Rendering farm?
Dan Ritter
dsr-mzpnVDyJpH4k7aNtvndDlA at public.gmane.org
Fri Oct 9 19:44:33 EDT 2009
On Fri, Oct 09, 2009 at 07:37:25PM -0400, Richard Pieri wrote:
> On Oct 9, 2009, at 6:39 PM, Scott Ehrlich wrote:
> > I received at least one email suggesting a Windows-based rendering
> > farm - likely to consist of a few rack systems all running 64-bit
> > Windows. I read an article on Tomshardware which gave some decent
> > insight. What can list participants offer on this concept?
>
> Virtualization is a nifty thing, and like every nifty thing it gets
> misused :). Don't use it for your render farm. Render farms are a
> lot like Beowulf clusters (and are sometimes set up *as* Beowulfs).
> They take big tasks and break them down into smaller pieces. More
> nodes = more pieces = faster render times. Virtualization is not a
> win in this environment because your host limits the number of
> concurrent VMs. Virtualization is not a win because you want to be
> able to swap out a failed node as quickly as possible -- and that is
> neither easy nor fast if you have a hardware fault on the physical host.

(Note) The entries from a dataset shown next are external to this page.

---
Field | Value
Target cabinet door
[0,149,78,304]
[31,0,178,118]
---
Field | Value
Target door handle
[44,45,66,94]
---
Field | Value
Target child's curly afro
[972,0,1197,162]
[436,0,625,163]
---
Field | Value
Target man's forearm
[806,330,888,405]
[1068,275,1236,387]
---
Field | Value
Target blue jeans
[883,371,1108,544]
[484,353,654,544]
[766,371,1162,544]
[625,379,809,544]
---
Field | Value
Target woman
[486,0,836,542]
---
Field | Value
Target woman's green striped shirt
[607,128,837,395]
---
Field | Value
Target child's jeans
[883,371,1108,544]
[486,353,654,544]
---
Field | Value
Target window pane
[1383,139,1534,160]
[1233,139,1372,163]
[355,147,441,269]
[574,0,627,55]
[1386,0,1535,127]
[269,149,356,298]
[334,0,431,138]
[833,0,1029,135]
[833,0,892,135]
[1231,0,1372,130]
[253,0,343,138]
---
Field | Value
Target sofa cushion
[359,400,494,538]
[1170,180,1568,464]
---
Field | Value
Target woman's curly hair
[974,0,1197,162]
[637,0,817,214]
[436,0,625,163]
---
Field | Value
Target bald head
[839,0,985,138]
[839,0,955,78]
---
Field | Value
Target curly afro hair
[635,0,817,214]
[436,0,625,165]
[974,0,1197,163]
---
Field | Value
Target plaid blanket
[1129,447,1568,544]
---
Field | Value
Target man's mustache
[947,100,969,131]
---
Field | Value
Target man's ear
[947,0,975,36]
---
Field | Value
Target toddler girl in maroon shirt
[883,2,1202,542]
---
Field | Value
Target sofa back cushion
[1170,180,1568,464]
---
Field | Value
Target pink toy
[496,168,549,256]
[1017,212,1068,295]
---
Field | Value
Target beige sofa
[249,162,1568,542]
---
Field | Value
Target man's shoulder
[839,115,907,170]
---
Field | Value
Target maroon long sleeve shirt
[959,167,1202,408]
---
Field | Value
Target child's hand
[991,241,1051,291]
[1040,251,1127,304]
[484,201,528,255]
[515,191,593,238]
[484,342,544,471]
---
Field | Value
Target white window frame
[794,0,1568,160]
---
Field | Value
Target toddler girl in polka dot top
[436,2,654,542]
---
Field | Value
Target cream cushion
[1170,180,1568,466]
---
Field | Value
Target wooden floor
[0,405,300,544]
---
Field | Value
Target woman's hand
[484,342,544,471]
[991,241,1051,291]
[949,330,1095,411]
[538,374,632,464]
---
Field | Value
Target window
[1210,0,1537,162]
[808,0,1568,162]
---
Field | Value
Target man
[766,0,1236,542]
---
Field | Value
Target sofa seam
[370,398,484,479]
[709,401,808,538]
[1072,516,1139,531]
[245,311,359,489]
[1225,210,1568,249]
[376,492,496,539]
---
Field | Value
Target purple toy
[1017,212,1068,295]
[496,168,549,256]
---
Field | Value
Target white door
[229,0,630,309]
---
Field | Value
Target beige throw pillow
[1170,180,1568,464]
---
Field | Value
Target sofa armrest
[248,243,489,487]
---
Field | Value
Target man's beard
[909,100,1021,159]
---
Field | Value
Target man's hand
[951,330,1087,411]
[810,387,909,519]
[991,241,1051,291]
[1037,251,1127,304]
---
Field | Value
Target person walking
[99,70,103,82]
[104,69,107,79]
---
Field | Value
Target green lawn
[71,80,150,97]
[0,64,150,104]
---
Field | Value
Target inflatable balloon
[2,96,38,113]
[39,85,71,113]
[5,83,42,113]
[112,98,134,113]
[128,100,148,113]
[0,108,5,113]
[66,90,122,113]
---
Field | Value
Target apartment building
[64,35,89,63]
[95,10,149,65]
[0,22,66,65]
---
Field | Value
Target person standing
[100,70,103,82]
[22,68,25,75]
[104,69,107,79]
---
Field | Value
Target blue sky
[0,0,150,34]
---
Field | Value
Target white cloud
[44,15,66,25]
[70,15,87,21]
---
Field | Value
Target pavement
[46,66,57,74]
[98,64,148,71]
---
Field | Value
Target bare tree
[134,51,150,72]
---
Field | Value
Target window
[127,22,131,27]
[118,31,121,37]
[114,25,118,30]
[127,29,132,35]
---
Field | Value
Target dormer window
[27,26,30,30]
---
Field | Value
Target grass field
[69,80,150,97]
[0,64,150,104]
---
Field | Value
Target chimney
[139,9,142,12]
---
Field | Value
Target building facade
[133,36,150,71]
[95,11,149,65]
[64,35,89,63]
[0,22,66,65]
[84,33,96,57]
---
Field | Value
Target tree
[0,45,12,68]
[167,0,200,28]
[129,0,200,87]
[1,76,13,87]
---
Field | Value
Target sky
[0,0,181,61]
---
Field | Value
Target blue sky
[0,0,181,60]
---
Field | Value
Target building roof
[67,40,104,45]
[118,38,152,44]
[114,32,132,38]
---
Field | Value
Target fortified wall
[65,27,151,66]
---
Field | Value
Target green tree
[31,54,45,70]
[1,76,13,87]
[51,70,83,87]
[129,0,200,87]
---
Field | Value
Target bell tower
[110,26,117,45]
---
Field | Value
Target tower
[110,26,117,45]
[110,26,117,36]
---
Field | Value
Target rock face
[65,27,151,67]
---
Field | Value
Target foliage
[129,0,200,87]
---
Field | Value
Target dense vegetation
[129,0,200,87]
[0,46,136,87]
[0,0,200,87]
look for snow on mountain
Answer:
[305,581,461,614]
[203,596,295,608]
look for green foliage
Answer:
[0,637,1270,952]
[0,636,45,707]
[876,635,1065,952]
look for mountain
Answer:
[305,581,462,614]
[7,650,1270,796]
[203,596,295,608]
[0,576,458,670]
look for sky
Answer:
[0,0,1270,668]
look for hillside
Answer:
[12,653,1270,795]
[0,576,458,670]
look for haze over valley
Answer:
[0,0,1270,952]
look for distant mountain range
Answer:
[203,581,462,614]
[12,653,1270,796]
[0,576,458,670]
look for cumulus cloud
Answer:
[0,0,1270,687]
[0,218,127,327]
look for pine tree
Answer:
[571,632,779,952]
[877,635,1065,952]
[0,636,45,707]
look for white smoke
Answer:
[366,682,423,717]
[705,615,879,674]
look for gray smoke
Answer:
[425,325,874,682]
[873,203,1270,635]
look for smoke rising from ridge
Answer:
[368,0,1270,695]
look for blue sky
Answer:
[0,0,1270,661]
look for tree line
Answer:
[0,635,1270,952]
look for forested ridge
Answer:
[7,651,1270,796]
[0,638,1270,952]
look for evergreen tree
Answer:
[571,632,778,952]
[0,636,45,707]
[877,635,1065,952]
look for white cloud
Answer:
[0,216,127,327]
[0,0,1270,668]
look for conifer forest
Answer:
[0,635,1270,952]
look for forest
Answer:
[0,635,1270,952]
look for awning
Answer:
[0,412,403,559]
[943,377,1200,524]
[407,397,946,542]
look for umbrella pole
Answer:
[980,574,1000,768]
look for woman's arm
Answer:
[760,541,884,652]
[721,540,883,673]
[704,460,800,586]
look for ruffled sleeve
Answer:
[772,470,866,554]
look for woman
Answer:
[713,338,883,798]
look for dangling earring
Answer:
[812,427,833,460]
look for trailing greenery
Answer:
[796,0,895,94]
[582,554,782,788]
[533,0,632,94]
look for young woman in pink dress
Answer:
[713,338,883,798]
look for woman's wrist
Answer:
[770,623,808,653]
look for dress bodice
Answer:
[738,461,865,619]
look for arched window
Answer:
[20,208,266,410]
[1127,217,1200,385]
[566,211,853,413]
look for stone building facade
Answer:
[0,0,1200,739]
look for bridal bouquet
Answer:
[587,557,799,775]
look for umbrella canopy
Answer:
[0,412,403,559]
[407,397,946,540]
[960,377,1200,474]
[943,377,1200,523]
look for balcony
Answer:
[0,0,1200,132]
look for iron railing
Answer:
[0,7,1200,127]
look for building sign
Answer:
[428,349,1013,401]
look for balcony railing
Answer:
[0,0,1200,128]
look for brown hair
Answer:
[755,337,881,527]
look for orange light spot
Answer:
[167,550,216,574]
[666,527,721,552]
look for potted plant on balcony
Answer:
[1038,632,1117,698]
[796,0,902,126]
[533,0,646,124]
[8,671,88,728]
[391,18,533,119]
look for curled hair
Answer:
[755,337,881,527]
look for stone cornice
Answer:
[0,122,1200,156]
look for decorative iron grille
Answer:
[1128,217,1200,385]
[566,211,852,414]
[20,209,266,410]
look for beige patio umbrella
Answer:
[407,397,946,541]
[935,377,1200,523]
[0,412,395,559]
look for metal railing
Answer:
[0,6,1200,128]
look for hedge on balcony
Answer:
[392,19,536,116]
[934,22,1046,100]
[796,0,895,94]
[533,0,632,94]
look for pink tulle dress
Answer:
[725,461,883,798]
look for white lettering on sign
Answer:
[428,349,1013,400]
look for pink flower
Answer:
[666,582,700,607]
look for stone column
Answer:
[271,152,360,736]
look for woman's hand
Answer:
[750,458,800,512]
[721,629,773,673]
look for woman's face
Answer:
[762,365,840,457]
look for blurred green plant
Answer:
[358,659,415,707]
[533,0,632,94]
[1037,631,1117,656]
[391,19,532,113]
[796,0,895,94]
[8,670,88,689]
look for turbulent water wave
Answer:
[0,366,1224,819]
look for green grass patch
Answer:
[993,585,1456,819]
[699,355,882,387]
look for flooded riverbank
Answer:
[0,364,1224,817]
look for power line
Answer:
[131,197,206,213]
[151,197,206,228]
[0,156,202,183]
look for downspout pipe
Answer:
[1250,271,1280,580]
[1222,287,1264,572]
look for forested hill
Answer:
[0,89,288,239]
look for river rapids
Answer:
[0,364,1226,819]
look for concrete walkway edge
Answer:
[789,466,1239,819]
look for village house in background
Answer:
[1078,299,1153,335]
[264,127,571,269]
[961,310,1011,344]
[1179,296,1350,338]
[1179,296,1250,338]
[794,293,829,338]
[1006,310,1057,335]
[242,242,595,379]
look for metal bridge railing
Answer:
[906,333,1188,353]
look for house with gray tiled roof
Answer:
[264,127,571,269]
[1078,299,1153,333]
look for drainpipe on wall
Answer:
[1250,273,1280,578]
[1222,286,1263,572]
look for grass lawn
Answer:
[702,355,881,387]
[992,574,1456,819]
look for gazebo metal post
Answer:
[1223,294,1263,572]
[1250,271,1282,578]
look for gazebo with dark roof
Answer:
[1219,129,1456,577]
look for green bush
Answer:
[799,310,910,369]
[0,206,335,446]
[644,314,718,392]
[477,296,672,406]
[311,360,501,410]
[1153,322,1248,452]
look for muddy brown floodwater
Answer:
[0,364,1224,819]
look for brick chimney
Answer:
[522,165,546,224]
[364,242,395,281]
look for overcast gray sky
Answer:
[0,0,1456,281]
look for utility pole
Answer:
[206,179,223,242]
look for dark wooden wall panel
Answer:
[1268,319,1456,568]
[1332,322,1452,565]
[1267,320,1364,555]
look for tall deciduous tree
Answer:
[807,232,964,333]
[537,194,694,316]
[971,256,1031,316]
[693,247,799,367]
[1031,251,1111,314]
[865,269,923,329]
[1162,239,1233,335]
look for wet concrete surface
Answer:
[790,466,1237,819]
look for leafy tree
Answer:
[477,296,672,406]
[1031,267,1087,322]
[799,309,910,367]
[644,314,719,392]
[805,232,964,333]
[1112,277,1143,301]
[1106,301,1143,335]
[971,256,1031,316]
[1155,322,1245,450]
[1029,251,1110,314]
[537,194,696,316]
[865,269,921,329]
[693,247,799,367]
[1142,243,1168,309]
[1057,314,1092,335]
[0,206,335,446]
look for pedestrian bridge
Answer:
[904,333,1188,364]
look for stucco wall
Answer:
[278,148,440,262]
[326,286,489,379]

Yup. The key to a render farm is the old-fashioned notion of
batch computing. Set up your job management system, and let
people submit jobs to it. Finished jobs are delivered; if a
machine in the farm breaks for whatever reason, that part of the
job is allocated to a working machine. If a job fails for its
own reason, the whole job is kicked out and returned to the
submitter along with the error messages.